Can I study at a university or technical college?
Legally, access to university is neither dependent upon citizenship nor limited to specific nationalities. Prospective students from different countries can find specific information and useful tips for the application process at uni-assist
If you come from a non-EU country to study in Germany, you need a residence permit for the purpose of studying. The requirements and which documents you require for this are listed at berlin.de. The database Anabin also offers information on the assessment of foreign university degrees.
Recognised refugees are treated in the same way as international study applicants. A study course can be started even with a permission to remain or permission to remain until deported. Many universities work in cooperation with uni-assist e.V., which has set up a special website with information for refugees. Furthermore, on an information sheet the senate department for education, youth and families provides information for refugees who wish to study.
How can I find a study place?
When looking for a study place, you can use the higher education navigator from the higher education compass. A list of study advice services for all Berlin higher education institutions is compiled in the information sheet from the senate department for education, youth and families.
How can I finance my studies?
To finance your studies you can apply for a grant. Grants are awarded including by the scholarship scheme of the German federal government and by charitable foundations. Information about the funding options from DAAD (the German academic exchange service) for foreign students, graduates, post-doctoral students and higher education professors as well as provisions from selected other funding organisations are listed on the website of DAAD
Under certain conditions, you can apply for the BAföG grant. However, it must be noted that not every foreign person is entitled to the BAföG grant and that it is not granted on the basis of the same criteria as for domestic applicants. Further information is available to read under pupil BAföG grant, as the groups of people to whom funding is awarded are the same.
It must be noted that a theoretical entitlement to the BAföG grant almost always excludes the people concerned from SGB II. Here too, you should use an advice service if necessary.

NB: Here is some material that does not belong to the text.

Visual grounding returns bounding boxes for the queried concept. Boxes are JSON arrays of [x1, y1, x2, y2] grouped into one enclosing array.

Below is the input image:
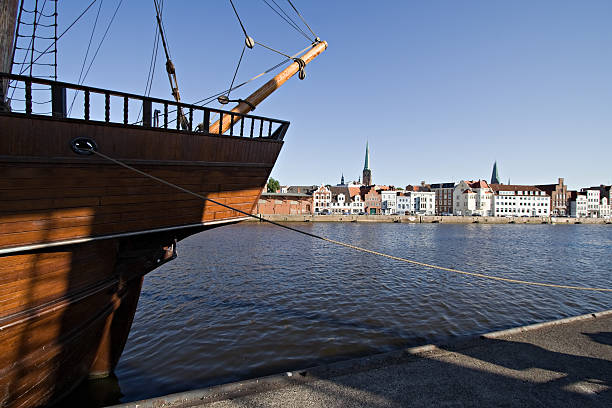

If the residence permit has been issued specifically for studying (§ 16 AufenthG (German residence act)), then there is generally no entitlement to the BAföG grant, as the visa is issued only if your cost of living is guaranteed from other means (or e.g. those of your parents).
If you wish to work alongside your studies, then you should note two things: student temporary employees are attractive to many companies, as lower social security contributions are paid for them. However, this applies only for so-called “student secondary employment”. For this, you may work only a maximum of 20 hours per week or only in the term holidays. If you work more, then you are no longer considered to be a student but rather an employee. Then you must pay normal social security contributions, which may be a reason for some employers no longer to employ you.
Students from non-EU countries with a residence permit specifically for studying (§ 16 AufenthG (German residence act)) must also note that a further restriction applies. Student secondary employments (i.e. max. 20 hours per week) are permitted. However, if you wish to work more (such as additionally in the term holidays), then a limit of 120 working days per year or 240 half days applies. If you wish to work even more, you must apply for the permit for this from the German federal employment agency. However, you should ensure that you do not work so much that you studies suffer as a result.
A further option to finance your studies is to take a student loan.The higher education navigator provides information about this.